When Sheriff Matt Carr heard about some middle school students broadcasting the inmate list on cellphones to bully a classmate whose mother was in jail, he no longer had to mull whether the online jail log was a helpful tool or a form of public shaming.
“Hearing that story and how it affected that young lady was the driving factor for me,” Carr told the News&Guide. “It is going away.”
For months Carr has been considering doing away with the 16-year-old inmate list.
In early July the county’s most popular webpage will disappear. But there will still be an inmate locator tool, Carr said.
“It will be a searchable function,” he said. “When you go to the inmate list a search engine will pop up, and if you put in a name or date of birth you will be taken to the information regarding that inmate.”
Carr believes it’s the best compromise, since mug shots and arrest information are public record.
“I know there is some value to it, and everyone will still have access to that information,” he said. “And if it’s a serious public safety issue we will use other ways to get that information out.”
When Carr went searching for opinions on the matter, many business owners said the inmate list is the first place they check if an employee doesn’t show up to work.
“This doesn’t keep people from finding out at the click of a button if a loved one or roommate or employee wound up in our custody,” he said. “What changes is the ability to see all the information at once.”
Other feedback came from Carr’s own employees.
“It was pretty split,” he said. “But I can’t get away from the fact that it’s a little bit of a public shaming forum in a small community that I care a whole lot about.”
News&Guide readers were vocal on social media about wanting the inmate list to remain. Victims of crimes said it’s a tool that gives them peace of mind and helps keep them safe.
But Carr said victims of crimes should be using VINE, a nationwide online victim notification network that allows anyone to receive alerts if an inmate is transferred or released.
Others said the webpage is a matter of transparency.
Yet Teton County Prosecutor Erin Weisman said it’s important to remember that charges are not convictions.
“An arrest doesn’t equate to guilt,” Weisman said. “And that’s where the impact of a person being arrested and on the inmate list can have some very real repercussions.”
The Teton County Sheriff’s Office inmate list was created in 2003 when Bob Zimmer was sheriff.

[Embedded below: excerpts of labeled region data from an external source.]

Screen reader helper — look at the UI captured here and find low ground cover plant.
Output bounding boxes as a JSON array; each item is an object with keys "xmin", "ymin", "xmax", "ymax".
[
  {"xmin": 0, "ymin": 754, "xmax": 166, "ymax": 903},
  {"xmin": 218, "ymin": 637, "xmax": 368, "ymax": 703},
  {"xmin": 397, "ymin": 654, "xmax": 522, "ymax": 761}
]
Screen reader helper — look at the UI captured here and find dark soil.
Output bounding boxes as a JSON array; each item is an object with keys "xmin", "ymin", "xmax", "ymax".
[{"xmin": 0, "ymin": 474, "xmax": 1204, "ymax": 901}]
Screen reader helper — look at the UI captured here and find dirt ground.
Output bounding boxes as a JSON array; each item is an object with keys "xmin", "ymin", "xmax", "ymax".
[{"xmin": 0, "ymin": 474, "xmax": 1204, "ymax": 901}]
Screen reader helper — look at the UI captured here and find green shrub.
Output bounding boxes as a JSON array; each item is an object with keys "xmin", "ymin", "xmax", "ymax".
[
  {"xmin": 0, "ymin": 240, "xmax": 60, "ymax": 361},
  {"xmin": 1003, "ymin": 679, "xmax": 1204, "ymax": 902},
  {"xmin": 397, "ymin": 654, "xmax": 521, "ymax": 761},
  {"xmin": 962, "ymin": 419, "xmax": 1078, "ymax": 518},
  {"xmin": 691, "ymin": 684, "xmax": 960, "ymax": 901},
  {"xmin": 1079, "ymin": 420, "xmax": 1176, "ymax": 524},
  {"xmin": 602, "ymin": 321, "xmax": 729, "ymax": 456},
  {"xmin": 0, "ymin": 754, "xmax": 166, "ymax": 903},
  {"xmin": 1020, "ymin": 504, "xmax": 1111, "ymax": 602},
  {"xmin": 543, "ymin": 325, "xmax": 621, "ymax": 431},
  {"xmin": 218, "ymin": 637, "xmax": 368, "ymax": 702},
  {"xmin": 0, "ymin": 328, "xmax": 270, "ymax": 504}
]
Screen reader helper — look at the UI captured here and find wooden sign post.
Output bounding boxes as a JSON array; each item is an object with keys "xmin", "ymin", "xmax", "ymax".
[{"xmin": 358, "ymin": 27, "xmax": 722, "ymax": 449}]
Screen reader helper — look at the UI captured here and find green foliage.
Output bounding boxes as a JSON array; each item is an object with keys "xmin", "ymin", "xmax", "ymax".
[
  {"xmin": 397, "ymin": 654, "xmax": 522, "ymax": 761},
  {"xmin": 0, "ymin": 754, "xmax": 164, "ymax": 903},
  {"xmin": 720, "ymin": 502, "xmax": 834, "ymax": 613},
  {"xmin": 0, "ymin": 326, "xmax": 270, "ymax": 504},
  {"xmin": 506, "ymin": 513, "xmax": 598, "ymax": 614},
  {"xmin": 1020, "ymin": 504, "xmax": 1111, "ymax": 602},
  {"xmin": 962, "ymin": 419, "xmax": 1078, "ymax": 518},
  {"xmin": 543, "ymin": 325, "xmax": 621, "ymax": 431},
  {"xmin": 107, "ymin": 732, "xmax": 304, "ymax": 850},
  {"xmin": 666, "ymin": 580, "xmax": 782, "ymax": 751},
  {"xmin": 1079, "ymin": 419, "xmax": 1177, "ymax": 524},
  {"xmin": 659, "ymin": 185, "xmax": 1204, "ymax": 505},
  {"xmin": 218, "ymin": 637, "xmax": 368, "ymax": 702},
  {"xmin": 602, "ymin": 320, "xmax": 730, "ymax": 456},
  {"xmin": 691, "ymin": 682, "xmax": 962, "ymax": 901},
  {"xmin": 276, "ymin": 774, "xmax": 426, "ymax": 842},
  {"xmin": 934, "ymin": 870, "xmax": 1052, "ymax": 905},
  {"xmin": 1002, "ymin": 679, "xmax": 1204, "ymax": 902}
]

Zimmer is long retired, and today he doesn’t recall the inmate list being a conscious decision.
He believes it was likely developed by sheriff’s office information technology employees during a website upgrade to help cut calls to emergency dispatch from people wondering if a certain person had been arrested.
The inmate list displays mug shots and charges alongside an inmate’s arrest date, name, age and hometown.
Mug shots are displayed only for inmates who are in custody. Photos are removed from the website when an inmate is released from jail. The page has 2,500 unique visitors each day on average, Teton County Sheriff’s Office IT Manager Marvin Arriola said.
Carr said the new search function will be user-friendly and simply wondering if someone was arrested is still not a reason to call dispatch or the Teton County Jail.
“Those calls overwhelm our dispatch center and jail, and we can’t go back to that,” Carr said.
According to research done internally at the Teton County Sheriff’s Office, the only other agencies with different versions of inmate lists in the state of Wyoming are Lincoln County, Sweetwater County, Sheridan County, Park County, Niobrara County and Big Horn County.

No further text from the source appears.